(Above: The Delgani String Quartet, left to right, Wyatt True, Jannie Wei, Kimberlee Uwate and Eric Alterman)

By Daniel Buckwalter

I have had the privilege of seeing the eyes of the elderly.

Their bodies are often still, but their eyes race backwards uninterrupted, to “home.” It always is a private journey. The pictures are their own, with no words.

It also is a notable journey. I can tell because those eyes often well with tears.

I don’t know if Tomas Svoboda, the brilliant Portland-based composer of Czech descent, has these moments. I do know that he turned 80 this past Friday and has had mobility issues since a stroke in 2012.

I also know that the prolific Svoboda (more than 200 works composed and more than 50 works recorded) was given the gift of his music as a birthday gift this weekend, a tribute courtesy of the Eugene-based Delgani String Quartet.

Delgani played Friday evening at Tsunami Books in Eugene, then for a small gathering in Portland on Saturday, including members of the Svoboda family (wife Jana, son Martin, and daughter Lenka). It was unclear Friday whether Tomas Svoboda would make it to Saturday’s performance. I hope he did. His music on Friday sounded wonderful played against the steady rain pounding on Tsunami Books’ roof.

Delgani (Jannie Wei, Wyatt True, Kimberlee Uwate and Eric Alterman) played three of Svoboda’s string quartets, Nos. 10, 6 and 12. Each had the sensation, I thought, of an elderly man returning to the memories of “home.”

The first piece, String Quartet No. 10, was inspired by a dream Svoboda had about his homeland and its native folk music.
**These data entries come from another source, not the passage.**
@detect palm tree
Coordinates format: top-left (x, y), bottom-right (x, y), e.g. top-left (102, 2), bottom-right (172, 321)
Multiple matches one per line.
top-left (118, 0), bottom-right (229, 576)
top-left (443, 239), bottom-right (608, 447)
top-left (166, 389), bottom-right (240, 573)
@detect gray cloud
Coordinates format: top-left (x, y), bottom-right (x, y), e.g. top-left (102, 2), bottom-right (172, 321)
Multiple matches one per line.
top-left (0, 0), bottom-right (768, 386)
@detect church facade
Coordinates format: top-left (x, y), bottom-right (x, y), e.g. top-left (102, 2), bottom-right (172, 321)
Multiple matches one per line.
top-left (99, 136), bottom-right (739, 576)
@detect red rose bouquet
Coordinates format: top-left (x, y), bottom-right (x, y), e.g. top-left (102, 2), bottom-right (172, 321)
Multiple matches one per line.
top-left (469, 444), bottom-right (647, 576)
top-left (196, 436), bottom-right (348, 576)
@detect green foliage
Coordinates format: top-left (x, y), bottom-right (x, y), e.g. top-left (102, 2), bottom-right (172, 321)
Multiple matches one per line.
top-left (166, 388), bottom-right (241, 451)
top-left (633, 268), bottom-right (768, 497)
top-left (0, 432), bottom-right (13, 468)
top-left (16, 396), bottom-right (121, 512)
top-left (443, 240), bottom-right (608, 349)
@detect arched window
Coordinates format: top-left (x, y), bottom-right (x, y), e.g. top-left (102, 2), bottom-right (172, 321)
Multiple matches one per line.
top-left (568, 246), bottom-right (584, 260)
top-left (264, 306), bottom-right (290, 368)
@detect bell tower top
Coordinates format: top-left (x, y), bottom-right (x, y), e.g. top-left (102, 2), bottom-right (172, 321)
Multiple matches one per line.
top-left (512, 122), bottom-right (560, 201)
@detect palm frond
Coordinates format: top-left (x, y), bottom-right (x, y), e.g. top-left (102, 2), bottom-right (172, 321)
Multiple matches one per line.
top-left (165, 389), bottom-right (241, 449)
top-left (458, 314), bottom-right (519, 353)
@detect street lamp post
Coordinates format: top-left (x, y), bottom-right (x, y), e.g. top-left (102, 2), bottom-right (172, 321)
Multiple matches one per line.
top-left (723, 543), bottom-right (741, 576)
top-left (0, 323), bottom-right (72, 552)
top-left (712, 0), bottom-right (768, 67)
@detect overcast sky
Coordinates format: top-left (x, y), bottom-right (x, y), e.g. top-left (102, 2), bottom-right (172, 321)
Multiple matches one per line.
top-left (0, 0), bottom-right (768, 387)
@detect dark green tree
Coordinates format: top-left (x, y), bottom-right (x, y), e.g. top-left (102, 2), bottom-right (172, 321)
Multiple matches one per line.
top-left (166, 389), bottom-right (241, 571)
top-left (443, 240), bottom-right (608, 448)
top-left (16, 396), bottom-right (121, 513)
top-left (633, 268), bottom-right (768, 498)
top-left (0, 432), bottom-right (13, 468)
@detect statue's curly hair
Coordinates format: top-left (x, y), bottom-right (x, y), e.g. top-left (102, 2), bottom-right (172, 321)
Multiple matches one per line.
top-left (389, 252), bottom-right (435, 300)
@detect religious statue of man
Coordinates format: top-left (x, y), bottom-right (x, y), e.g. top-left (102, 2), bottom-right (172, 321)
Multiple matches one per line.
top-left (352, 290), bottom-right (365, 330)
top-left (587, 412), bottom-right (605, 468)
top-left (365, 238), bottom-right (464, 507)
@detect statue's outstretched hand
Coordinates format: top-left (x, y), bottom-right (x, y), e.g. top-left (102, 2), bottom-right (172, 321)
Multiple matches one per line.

Slavic folk elements are a staple the composer has often featured, and this piece had its playful and affirmative aspects.

It contrasted sharply with the second piece, String Quartet No. 6.

The Czech Republic, as it has been called since 1993, has seen more than its share of turmoil. As Czechoslovakia, as it was known from 1918 to 1993, it saw the horrors of advancing Germans in World War II. The Svoboda family (Tomas’ father, Antonin, was a mathematics professor and accomplished pianist) escaped at the start of the war and emigrated to Boston.

After the war, the Svoboda family returned to their homeland, but soon came the crushing realization that the old Soviet Union would have a stranglehold on a small nation that too often would not have self-determination.

This time, the Svoboda family left again in 1964 for the United States and didn’t look back. String Quartet No. 6 has a violent, militaristic insistence to it, especially in the second of the three movements. I could feel the tension, sense the chaos and even hear the tanks in Delgani’s performance.

String Quartet No. 12 was the final selection of the Svoboda tribute. Subtitled “Post Scriptum,” No. 12, as Delgani noted in its program, “is a work of deep feeling in which all human experience is accepted and transformed into tenderness. Great joy and great pain are present here, beyond optimism and pessimism.”
That sounds like childhood.

It was nice to receive this brief view into Tomas Svoboda’s “home.”